Pressure induced variations from semiconducting to metallic for halide perovskite NaBeCl3 by first-principle calculations

Abstract

By the first-principles, the mechanical, electronic, and optical properties of NaBeCl3 cubic crystal at 0 ∼ 200 GPa are systematically researched for the first time. The lattice constant of NaBeCl3 is 4.55 Å. According to Cauchy's pressure, B/G and Poisson's ratio, NaBeCl3 exhibits excellent ductility under various pressures. The Poisson's ratio indicates the bonding type of NaBeCl3 is ionic.
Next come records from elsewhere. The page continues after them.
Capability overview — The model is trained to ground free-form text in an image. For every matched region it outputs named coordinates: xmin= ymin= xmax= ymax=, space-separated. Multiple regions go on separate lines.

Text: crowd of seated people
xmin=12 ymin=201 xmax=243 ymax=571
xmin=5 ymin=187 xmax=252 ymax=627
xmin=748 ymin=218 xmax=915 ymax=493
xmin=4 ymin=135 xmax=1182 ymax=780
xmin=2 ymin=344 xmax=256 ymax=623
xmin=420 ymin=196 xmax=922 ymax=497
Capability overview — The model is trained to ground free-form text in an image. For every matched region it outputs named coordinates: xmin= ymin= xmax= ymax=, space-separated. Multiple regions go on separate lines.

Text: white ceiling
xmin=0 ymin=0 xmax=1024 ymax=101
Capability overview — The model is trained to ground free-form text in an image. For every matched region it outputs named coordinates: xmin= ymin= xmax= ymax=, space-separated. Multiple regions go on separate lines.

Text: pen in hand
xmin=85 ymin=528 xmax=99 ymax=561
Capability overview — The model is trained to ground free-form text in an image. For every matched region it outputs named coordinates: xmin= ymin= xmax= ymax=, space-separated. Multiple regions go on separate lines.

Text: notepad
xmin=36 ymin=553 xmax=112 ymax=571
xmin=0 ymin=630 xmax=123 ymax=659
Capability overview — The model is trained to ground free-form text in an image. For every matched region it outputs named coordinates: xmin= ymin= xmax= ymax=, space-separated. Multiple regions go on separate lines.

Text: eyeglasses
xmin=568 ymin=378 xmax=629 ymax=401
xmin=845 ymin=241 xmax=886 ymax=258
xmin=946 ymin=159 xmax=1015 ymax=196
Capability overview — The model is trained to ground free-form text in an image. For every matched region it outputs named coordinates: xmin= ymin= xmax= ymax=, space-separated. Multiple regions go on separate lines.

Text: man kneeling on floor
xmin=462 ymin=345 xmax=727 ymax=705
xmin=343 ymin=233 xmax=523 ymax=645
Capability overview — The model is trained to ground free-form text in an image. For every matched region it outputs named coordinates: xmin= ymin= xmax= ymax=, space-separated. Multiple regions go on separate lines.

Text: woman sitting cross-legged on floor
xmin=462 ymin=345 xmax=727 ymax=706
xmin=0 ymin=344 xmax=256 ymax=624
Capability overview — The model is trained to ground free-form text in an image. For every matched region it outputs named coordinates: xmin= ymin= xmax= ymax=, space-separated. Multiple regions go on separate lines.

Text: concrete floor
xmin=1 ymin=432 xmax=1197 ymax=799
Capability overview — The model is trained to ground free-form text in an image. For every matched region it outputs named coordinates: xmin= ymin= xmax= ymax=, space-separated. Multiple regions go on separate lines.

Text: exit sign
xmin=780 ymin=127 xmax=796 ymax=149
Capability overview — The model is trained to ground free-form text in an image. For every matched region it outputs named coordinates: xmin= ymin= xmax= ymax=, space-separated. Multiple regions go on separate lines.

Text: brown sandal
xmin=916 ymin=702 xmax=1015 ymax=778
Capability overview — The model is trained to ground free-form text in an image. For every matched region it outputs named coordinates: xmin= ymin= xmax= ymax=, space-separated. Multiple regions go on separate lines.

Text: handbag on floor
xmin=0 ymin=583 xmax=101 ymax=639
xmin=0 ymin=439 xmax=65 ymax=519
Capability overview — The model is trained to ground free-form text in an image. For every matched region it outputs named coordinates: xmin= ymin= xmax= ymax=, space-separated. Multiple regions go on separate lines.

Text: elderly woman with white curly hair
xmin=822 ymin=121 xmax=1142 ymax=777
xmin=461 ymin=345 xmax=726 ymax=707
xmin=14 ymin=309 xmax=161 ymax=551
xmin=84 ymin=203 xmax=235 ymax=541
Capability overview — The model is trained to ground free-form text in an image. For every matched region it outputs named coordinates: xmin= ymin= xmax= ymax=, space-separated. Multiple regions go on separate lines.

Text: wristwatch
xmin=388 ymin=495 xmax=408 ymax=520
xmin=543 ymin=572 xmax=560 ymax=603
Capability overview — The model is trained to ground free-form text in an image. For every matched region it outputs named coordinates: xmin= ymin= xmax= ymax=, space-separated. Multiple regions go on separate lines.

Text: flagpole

The electronic properties suggest that NaBeCl3 is an indirect semiconductor with a visible band gap of 2.314 eV at 0 GPa. Its band gap always narrows as pressure increases from 0 to 120 GPa. And NaBeCl3 demonstrates semimetal behavior at 120 GPa. When the pressure exceeds 120 GPa, NaBeCl3 exhibits metallic behavior. Additionally, the results of optical properties show that the wide range of absorbed energy, high absorption peak, and high peak of dielectric function at high pressure make NaBeCl3 potential for optoelectronic devices. The research in this paper would contribute to the theoretical guidance for future experimental studies of the NaBeCl3 crystal.